Aan het rijden in een scootmobiel kleeft ook een dosis vooroordelen, beseft Hendrik Groen. De wagentjes zorgen in supermarkten voor de nodige opstoppingen en ook in het verkeer staan de wagentjes niet bekend als de nobelste rijders. Daar heeft hij zelf ook vaak last van.

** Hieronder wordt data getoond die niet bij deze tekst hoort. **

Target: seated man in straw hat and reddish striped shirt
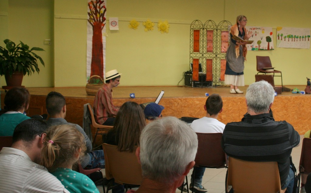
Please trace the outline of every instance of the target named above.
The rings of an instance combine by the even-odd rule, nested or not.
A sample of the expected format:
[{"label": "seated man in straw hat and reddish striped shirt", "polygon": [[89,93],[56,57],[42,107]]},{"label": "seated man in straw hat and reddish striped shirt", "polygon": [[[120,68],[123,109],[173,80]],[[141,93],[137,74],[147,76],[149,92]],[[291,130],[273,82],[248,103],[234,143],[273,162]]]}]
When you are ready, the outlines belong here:
[{"label": "seated man in straw hat and reddish striped shirt", "polygon": [[106,73],[105,84],[100,88],[94,99],[93,109],[95,120],[102,125],[114,125],[114,116],[117,115],[120,107],[112,104],[112,88],[120,84],[121,74],[117,70],[110,70]]}]

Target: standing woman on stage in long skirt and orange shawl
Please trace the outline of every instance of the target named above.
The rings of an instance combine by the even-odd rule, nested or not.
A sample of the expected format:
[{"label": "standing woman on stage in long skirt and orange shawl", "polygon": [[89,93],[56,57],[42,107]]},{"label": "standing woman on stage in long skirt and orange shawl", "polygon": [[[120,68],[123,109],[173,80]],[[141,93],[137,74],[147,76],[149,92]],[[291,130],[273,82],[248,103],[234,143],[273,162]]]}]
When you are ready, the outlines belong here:
[{"label": "standing woman on stage in long skirt and orange shawl", "polygon": [[226,71],[225,71],[225,84],[230,84],[231,94],[242,94],[239,86],[244,86],[244,60],[247,53],[246,42],[239,42],[232,37],[238,36],[244,40],[248,40],[252,36],[252,32],[249,31],[246,34],[247,18],[244,15],[239,15],[236,18],[236,24],[230,29],[230,45],[226,53]]}]

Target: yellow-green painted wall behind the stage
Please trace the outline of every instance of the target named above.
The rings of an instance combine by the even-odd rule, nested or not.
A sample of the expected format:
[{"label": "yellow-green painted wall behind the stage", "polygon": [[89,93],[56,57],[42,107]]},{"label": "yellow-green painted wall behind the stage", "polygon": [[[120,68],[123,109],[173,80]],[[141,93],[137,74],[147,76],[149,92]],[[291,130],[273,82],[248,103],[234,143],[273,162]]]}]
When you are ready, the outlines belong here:
[{"label": "yellow-green painted wall behind the stage", "polygon": [[[0,0],[0,24],[8,26],[0,28],[1,39],[25,39],[28,45],[45,50],[46,45],[38,36],[46,34],[49,37],[45,39],[52,39],[49,57],[44,56],[50,65],[41,68],[39,75],[26,76],[23,85],[85,86],[86,5],[87,0]],[[119,30],[110,31],[107,24],[106,71],[117,69],[123,73],[121,86],[177,85],[183,72],[189,70],[189,34],[193,20],[234,23],[236,16],[243,14],[249,26],[272,27],[276,46],[277,26],[311,28],[310,7],[309,0],[108,0],[107,19],[118,17]],[[128,28],[132,19],[140,21],[137,30]],[[152,32],[143,30],[142,21],[147,19],[155,22]],[[169,21],[168,34],[157,31],[158,20]],[[49,22],[42,25],[44,21]],[[255,81],[256,55],[270,56],[273,66],[282,71],[285,85],[305,85],[305,77],[311,76],[310,49],[275,47],[273,51],[248,52],[244,70],[246,85]],[[5,85],[3,77],[0,84]]]}]

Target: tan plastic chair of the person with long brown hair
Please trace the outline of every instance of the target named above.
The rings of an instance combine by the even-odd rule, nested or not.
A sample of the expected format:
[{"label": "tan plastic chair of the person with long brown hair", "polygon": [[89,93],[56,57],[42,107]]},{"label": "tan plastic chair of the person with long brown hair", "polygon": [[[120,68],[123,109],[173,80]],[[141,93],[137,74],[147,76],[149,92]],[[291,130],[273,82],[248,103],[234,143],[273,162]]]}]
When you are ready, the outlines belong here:
[{"label": "tan plastic chair of the person with long brown hair", "polygon": [[[137,148],[137,147],[136,147]],[[105,155],[105,173],[106,178],[114,178],[114,182],[125,185],[128,191],[128,185],[140,185],[142,181],[142,168],[138,163],[135,150],[130,153],[128,151],[118,151],[118,146],[103,143]],[[115,186],[107,186],[107,193]]]}]

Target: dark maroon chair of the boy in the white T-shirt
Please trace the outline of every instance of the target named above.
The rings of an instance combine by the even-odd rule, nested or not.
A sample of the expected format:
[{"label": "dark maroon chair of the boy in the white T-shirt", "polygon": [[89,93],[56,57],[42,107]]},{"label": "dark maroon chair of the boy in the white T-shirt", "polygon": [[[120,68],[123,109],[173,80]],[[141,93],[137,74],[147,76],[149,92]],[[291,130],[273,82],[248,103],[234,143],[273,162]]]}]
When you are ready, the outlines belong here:
[{"label": "dark maroon chair of the boy in the white T-shirt", "polygon": [[[205,168],[226,167],[225,152],[221,148],[221,137],[222,133],[197,133],[198,147],[197,147],[197,155],[194,159],[195,165],[193,167],[193,176],[195,175],[196,167],[205,167]],[[187,177],[186,181],[188,181]],[[188,182],[186,182],[186,184],[188,191]],[[192,184],[194,184],[194,177],[192,178]]]}]

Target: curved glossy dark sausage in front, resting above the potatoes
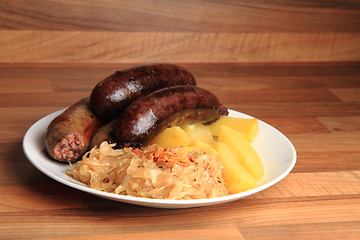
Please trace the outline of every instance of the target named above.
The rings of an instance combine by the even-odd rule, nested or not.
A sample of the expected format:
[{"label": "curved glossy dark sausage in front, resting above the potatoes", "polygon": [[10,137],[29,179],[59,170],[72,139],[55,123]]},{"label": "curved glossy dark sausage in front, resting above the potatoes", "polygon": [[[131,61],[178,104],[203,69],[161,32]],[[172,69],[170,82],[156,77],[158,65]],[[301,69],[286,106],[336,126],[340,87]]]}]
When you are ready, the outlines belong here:
[{"label": "curved glossy dark sausage in front, resting above the potatoes", "polygon": [[226,114],[217,97],[196,86],[160,89],[134,101],[115,125],[116,147],[142,147],[163,129],[210,122]]}]

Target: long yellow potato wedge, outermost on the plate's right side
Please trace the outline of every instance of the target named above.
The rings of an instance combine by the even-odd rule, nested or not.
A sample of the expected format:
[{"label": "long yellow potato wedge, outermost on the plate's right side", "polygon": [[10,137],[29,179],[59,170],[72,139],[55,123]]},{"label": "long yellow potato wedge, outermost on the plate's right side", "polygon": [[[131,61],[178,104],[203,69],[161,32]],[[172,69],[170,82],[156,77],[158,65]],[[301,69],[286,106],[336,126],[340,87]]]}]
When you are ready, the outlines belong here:
[{"label": "long yellow potato wedge, outermost on the plate's right side", "polygon": [[264,177],[264,165],[257,152],[243,134],[224,125],[220,127],[218,141],[226,143],[234,150],[240,164],[255,180],[260,180]]}]

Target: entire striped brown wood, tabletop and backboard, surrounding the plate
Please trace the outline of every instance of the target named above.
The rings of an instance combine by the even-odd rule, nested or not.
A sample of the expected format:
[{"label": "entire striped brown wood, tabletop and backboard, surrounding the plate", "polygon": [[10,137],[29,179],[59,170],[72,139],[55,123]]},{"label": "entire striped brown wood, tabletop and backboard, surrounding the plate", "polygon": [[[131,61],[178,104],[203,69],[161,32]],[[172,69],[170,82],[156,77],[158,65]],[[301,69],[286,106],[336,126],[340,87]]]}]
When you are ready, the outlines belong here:
[{"label": "entire striped brown wood, tabletop and backboard, surrounding the plate", "polygon": [[[360,2],[1,0],[0,239],[360,239]],[[116,70],[179,63],[295,145],[278,184],[155,209],[64,186],[27,160],[40,118]]]}]

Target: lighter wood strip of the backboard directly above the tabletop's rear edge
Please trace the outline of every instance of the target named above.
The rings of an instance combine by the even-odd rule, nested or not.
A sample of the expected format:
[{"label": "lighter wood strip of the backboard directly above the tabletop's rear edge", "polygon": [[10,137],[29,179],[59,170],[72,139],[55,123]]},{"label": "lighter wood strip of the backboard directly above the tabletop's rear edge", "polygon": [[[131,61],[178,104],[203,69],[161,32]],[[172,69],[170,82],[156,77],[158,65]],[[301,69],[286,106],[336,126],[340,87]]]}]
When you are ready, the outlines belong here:
[{"label": "lighter wood strip of the backboard directly above the tabletop's rear edge", "polygon": [[359,61],[357,33],[0,30],[2,63]]}]

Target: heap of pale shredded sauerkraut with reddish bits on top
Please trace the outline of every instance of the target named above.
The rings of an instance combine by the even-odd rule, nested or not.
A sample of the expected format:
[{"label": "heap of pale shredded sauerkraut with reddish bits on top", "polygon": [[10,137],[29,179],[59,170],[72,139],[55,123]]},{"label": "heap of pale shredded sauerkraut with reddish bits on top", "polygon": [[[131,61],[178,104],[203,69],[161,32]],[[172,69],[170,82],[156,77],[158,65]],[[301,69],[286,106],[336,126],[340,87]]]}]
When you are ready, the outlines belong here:
[{"label": "heap of pale shredded sauerkraut with reddish bits on top", "polygon": [[113,149],[103,142],[67,170],[90,188],[156,199],[202,199],[228,194],[221,161],[203,152],[157,145]]}]

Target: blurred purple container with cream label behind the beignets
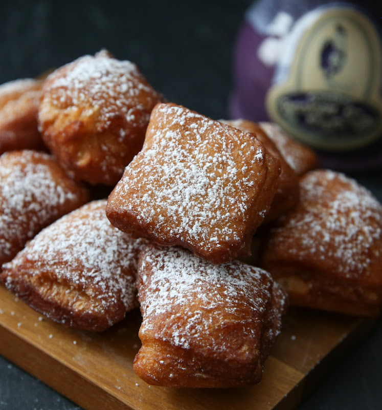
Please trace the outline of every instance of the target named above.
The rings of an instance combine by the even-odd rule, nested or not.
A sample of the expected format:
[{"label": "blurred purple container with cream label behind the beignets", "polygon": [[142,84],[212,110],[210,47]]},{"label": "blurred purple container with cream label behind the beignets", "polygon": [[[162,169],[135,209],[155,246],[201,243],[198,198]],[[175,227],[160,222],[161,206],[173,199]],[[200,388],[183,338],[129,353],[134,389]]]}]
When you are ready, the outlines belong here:
[{"label": "blurred purple container with cream label behind the beignets", "polygon": [[277,122],[328,168],[382,165],[375,3],[255,2],[237,39],[231,118]]}]

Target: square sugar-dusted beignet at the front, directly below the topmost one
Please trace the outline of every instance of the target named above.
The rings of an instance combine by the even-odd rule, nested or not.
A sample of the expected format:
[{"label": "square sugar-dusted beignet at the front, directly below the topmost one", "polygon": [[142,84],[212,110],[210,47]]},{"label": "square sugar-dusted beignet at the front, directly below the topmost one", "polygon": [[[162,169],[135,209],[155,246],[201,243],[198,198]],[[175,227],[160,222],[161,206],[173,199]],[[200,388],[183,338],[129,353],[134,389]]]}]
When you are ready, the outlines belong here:
[{"label": "square sugar-dusted beignet at the front, directly below the topmost one", "polygon": [[287,297],[267,272],[147,245],[137,276],[143,321],[134,371],[168,387],[258,383]]}]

Bijvoorbeeld als hij plotseling stil moet staan op het fietspad en een brommerrijden voor hem moet remmen:
De bestuurder, rond de twintig, keek mij vuil aan. ‘Opzij ouwe!’ ‘Meneer ouwe, voor u. Een beetje respect graag. Daar hebben we het toch altijd over.’ Ik tikte met mijn vuist op mijn borst en zei: ‘Respect man.’ ‘Achteruit ouwe!’ Ik ging achteruit en maakte ruimte om hem door te laten. Van vijftig centimeter afstand spuugde hij me vol in mijn gezicht, gaf gas en scheurde weg. Spuug droop over mijn wang. Walgend veegde ik het weg met mijn mouw. (265) |
Hij wordt nog boos als hij eraan terugdenkt en deelt zijn frustratie met zijn huisvriendin Eefje. Zij reageert zoals het hoort:
‘Als je een geweer had gehad, had je hem van zijn brommer geschoten, kan ik mij voorstellen.’ (266) |
En Hendrik beseft dat een geweer het probleem alleen maar erger had gemaakt. Dan zou hij trillend van woede misgeschoten hebben en een onschuldige voorbijganger hebben geraakt.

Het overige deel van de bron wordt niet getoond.